The following link is on today’s AP wire documenting a reduced rate for EV purchases that is leaving vehicle makers in a quandary.
Automakers, dealers and shoppers dawdle on EVs despite strong year in US sales growth – Netscape Money & Business
Even beyond vehicle cost, until there is an enormous effort to provide sufficient charging capacity for the EV’s, they will not be adopted at the rates required. A slide from the presentation PowerPoint documenting the issues is below. You mighty be able to overcome the obstacles to adoption if you can eliminate 2 of the 3 issues and show how EV’s have hidden savings that help to offset the initial cost. More chargers eliminate the 77% objection and reduce the worry of the 73% that are concerned about range. I have always been an early adopter and having driven an EV for over six years. I can drive for four hours without charging but I still have to figure out charging locations and alter trips to account for available chargers. Most consumers want the same convenience that they currently have with an internal combustion vehicle. Despite all of Ford’s efforts to mass produce cars, if Rockefeller hadn’t built the service stations to fuel them, people would have kept their horses.
Plus, there has been a minimal effort on the part of the policy makers to explain the poor efficiencies of the internal combustion engines or the savings on maintenance and “fuel” that come with EV ownership. The utilities make you sign a document every time that you do anything with the gas service telling you that you are destroying the planet. In reality, the policies that they are promoting are doing more to holistically damage the environment than the existing equipment and will double peoples heating costs. Nowhere do you see any type of information about the relative benefits of EV’s. In six years, I have replaced tires, wiper blades and washer fluid. There was a computer recall and a piece of trim that needed replacing, along with replacing some wires that a squirrel ate. All told, aside from issues that could also occur with gasoline powered cars, I have spent about $120 on maintenance in over six years for EV related issues. There have been no oil changes, tune ups, spark plug changes, corroded tail pipes, stolen catalytic converters, or anything related to a gas powered engine. There is a reduced cost for inspections because there is no emissions test and also greatly reduced wear on brake shoes because of regenerative braking. I rarely even step on the brakes until the car is going about 5 mph.
However, if you are going to get stuck halfway through your trip, that is enough to scare off purchasers.
EV’s will provide enormous advantages in energy savings and reduced emissions in population centers where they will yield huge health benefits. If charged from energy generated at a combined cycle plant at a minimum, the energy savings would be approximately 18%. 0.54 (54%) delivered utility energy efficiency x 0.75 (75%) EV efficency = 40% net efficiency versus a 22% efficiency of an internal combustion engine plus EV’s have much lower emissions of NOX and other chemicals if powered from Combined Cycle plants.
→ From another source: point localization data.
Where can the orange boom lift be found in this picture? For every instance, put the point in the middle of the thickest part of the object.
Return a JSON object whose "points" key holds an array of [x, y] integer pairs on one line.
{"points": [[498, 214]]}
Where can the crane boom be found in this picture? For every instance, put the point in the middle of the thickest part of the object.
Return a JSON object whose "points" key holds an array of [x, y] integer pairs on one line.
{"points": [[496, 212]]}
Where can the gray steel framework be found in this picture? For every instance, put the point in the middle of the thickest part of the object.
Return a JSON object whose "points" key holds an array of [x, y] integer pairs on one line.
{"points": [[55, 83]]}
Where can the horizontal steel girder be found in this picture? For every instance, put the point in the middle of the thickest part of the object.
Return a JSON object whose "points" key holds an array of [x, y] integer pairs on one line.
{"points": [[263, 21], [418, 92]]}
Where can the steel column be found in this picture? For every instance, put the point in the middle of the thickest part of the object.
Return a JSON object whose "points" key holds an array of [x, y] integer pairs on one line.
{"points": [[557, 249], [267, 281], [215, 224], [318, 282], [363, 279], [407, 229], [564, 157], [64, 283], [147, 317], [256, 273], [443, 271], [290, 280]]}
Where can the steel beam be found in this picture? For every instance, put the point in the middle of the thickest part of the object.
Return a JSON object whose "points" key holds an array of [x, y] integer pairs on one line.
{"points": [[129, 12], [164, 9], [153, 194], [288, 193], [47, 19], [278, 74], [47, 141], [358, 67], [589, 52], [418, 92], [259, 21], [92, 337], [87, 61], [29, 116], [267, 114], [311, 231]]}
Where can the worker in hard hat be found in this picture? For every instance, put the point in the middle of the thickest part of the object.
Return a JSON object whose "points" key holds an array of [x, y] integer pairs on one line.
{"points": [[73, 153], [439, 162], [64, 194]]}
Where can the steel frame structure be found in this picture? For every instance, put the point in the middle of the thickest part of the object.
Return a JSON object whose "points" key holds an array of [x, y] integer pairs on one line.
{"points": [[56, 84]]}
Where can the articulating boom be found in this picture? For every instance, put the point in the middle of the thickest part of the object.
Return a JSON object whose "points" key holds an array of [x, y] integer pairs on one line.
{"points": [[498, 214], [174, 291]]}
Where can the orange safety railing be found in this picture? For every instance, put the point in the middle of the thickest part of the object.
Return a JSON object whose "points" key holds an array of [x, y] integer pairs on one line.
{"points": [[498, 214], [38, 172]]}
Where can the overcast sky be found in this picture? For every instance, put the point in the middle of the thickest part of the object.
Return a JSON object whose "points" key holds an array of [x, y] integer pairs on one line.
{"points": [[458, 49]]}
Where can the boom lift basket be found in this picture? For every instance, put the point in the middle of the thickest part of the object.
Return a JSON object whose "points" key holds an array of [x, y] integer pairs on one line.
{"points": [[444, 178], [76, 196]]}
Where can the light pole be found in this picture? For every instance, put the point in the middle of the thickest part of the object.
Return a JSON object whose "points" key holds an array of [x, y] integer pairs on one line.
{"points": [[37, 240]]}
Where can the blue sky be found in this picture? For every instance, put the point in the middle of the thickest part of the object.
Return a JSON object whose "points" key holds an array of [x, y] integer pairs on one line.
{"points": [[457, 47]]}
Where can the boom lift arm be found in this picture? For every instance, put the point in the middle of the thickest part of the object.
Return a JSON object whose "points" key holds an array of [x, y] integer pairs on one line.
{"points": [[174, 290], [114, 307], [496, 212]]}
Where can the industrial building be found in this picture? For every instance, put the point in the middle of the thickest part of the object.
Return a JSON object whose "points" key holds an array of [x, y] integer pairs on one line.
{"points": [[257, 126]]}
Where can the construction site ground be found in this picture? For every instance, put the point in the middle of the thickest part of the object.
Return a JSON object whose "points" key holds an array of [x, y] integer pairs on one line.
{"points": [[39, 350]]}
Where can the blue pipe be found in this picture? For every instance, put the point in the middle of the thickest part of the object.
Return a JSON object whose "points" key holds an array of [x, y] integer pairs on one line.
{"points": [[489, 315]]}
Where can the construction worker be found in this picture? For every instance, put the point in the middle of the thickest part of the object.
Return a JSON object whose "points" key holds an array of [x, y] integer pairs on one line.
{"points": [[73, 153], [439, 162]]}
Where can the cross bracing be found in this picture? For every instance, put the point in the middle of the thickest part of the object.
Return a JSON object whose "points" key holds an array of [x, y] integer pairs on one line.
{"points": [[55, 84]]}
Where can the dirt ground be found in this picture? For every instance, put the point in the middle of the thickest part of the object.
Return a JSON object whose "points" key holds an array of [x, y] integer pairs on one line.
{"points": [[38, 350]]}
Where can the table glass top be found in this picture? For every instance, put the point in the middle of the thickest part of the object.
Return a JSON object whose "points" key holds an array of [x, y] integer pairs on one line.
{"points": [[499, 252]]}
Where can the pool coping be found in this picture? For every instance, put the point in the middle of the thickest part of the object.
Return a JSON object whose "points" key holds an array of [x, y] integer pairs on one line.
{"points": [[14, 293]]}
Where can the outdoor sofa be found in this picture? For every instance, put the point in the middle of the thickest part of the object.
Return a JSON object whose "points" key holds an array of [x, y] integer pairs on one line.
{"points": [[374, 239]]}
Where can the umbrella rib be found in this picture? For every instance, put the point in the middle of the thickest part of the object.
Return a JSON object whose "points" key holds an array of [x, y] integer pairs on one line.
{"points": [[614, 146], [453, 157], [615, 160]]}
It is also far easier to put pollution controls on a few power plants as opposed to 10 million vehicles.
NY State squandering resources on heat pumps that will provide nowhere near that level of environmental improvement is an impediment to vehicle adoption. That math also does not work if the energy has to come from 33% efficient peaker plants that the state is being forced to keep open because the ideologues have the belief that intermittent sources of generation are going to be able to support the system, thus precluding the ability to build energy centers that will actually work.
In areas like the Northeastern states with shorter driving distances and dense population centers, EV’s could go a long way to solving the energy problems. In more rural areas where the driving distances are longer, such as in upstate NY or the Southwest US, Plug in Hybrids with a range of 125 miles on electric power and a gas engine for longer trips would eliminate range anxiety. Smaller 125 mile batteries would reduce vehicle cost and cover 99% of vehicle trips. The batteries woud also eliminate energy lost through braking on those cars, as well as reduce particulate issues from wearing brake pads.
None of this will occur if the State doesn’t make a major effort to add the transmission and charging stations, along with sufficient 60% efficient generation. The added load from EV’s will be nearly the equivalent of the existing fossil fuel generation. NY State isn’t going to meet either its 2030 or 2040 renewable goals or even come close to them even without adding vehicle load, despite the overly optimistic assessments of the promoters of the policy. The 2040 20 Gigawatts of dispatchable carbon free generation has been referred to as “Unicorn Generation” by knowledgable engineers. As such, you are far more likely to see it on an episode of “My Little Pony” than at any time on the NY State utility system.
The state has to drop the charade of the CLCPA if any realistic carbon reduction plans are going to work.